A admissão
Sam Altman admitiu em direto que a sua própria previsão de 2023 estava errada. A 23 de agosto de 2026, apareceu no podcast Founders de David Senra e disse: "Acho que estive errado sobre algumas coisas, mas em termos de velocidade, uma delas é que a economia tem simplesmente muita inércia." Apontou diretamente o erro concreto: depois do lançamento do GPT-4 em 2023, esperava "muito mais disrupção, empresas de software imediatamente vulneráveis, do que acabou por ser."
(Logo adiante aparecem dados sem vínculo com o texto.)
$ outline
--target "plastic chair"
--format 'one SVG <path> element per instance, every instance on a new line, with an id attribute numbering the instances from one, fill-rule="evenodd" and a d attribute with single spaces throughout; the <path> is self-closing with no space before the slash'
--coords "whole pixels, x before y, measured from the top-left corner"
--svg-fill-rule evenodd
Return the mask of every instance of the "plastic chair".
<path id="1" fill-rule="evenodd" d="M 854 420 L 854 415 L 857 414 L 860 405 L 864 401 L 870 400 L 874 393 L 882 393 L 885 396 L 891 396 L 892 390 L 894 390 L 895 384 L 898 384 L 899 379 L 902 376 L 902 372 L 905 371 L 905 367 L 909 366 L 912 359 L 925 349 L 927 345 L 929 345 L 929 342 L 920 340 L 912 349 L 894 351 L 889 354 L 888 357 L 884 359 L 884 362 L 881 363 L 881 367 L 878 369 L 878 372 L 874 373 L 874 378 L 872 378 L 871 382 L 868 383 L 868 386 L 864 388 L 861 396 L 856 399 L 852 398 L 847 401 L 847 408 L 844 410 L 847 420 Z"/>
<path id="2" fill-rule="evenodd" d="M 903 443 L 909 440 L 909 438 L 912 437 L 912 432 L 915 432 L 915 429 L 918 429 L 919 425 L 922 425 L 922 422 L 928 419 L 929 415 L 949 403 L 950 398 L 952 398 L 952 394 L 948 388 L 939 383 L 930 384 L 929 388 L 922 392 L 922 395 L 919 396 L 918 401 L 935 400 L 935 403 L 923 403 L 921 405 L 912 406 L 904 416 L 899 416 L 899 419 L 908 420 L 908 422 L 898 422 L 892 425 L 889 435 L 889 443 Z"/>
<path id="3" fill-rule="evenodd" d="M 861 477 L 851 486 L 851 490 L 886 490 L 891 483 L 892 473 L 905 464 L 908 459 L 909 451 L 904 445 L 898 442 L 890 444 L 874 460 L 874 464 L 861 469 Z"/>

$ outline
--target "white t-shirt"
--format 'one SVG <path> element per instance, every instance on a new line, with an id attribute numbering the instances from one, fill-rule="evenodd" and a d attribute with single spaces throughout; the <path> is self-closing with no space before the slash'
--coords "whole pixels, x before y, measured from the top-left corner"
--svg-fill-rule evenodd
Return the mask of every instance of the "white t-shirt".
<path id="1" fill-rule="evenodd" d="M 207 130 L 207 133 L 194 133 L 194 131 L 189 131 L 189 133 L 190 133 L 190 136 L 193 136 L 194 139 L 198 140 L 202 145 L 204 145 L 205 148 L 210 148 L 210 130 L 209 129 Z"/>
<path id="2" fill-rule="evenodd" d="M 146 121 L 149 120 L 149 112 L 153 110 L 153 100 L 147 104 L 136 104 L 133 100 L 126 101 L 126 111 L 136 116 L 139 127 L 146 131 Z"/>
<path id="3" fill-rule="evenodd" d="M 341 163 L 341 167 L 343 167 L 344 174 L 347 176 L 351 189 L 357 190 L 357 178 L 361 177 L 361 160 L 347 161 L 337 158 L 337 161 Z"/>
Alargou a admissão para além de si próprio, dizendo "todos fomos demasiado ambiciosos com os calendários", e argumentou que mesmo uma tecnologia tão capaz como a IA se difunde pela economia muito mais devagar do que os tecnólogos presumem, porque, nas suas palavras, "as pessoas continuam a fazer as mesmas coisas que estão a fazer, continuam a comprar à mesma empresa, continuam a querer usar as suas ferramentas da mesma maneira."
O que realmente mudou, e o que não mudou
A previsão de capacidade de Altman não se moveu. Disse continuar a esperar capacidade de nível AGI até ao final de 2028, e descreveu um futuro em que "a maior parte da capacidade intelectual da humanidade" poderia residir dentro de centros de dados. O que mudou foi a sua previsão sobre a velocidade de adoção, não sobre aquilo que os próprios modelos acabariam por conseguir fazer.
Ofereceu o seu próprio diagnóstico para essa lacuna: as peças tecnológicas para um uso transformador da IA já existem, mas a experiência de produto que tornaria a adoção óbvia e imediata ainda não chegou, aquilo a que chamou o "momento iPhone" em falta da IA, e classificou isso como "sobretudo uma falha de produto", não uma insuficiência de capacidade.
As decisões que assentaram no seu antigo calendário
Decisões reais assentaram num calendário que agora foi retirado. Entre 2023 e 2025, as organizações fizeram planos orçamentais que assumiam reduções de pessoal a curto prazo graças a ferramentas de IA, assinaram contratos com fornecedores sob a lógica de "agir agora ou ficar para trás", e construíram reorganizações internas em torno da expectativa de que determinadas funções de software desapareceriam em breve, tudo assente na premissa de que a disrupção era iminente.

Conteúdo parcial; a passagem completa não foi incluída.